Taking a long pull on her own beer,  she stared across the pub at a fairy fight breaking out, a mass of purple on yellow (which from a distance (6) was quite pretty she admitted).  “I’m not really sure Larry” looking down at him, “I guess we’d best sort it out though”.

(1)Whom ever decided that an Ogar was best suited for management must have been completely off their rocker. For, as we all know, Ogres in general are not the brightest bulbs to grace a socket.  Though it does have to be acknowledged that they possess the same verbal, technical, and ethical skills of all middle management, which is why one can only tell if the middle management they are dealing with is in fact an Ogre, is by sight alone.

(2)How one obtains Egyptian crocodile toe jam is why the price is so ungodly and ultimately why it’s the very best of all the reptile toe jam.  Obtaining a reliable supplier may not be the pinnacle of Mildred’s career, but it was definitely up there.

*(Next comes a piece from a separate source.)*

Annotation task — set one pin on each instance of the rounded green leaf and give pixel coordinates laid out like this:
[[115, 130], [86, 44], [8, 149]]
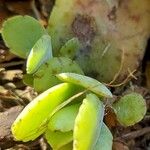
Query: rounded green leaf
[[58, 139], [87, 82], [87, 123], [105, 139], [33, 120], [20, 33], [130, 109], [39, 54], [45, 77], [70, 48], [64, 119]]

Lets just say that it involved a cross dressing imp, a fine bottle of tequila, and the seasons hottest pair of Jimmy Choos (the ones that it was fabled weren’t even real and that the designer had sold his sole to the devil for(3)  they were so hard to come by).

(3)This is untrue, the designer had indeed sold his sole to the devil years earlier for front row Mili Vanili tickets.

(4)Though this does seem quite excessive (and often times is) but it’s magic law, always had been, and always will be.  It has, however, had the wonderful side effect of keeping Hipsters out.

(5)Larry was not his real name, but he felt that Sparkleflower Rubbytoes wasn’t really “him”.

(6)Fairy fights were the thing of legend. Every major power outage in the history of man kind has been created by two drunk 7 inch tall fairies squabbling about the perfect color of green. It was rumored that the last major brawl between Daisy The Bright and Honeydew The Tenderhearted threw the whole earth back into the dark ages for hundreds of years.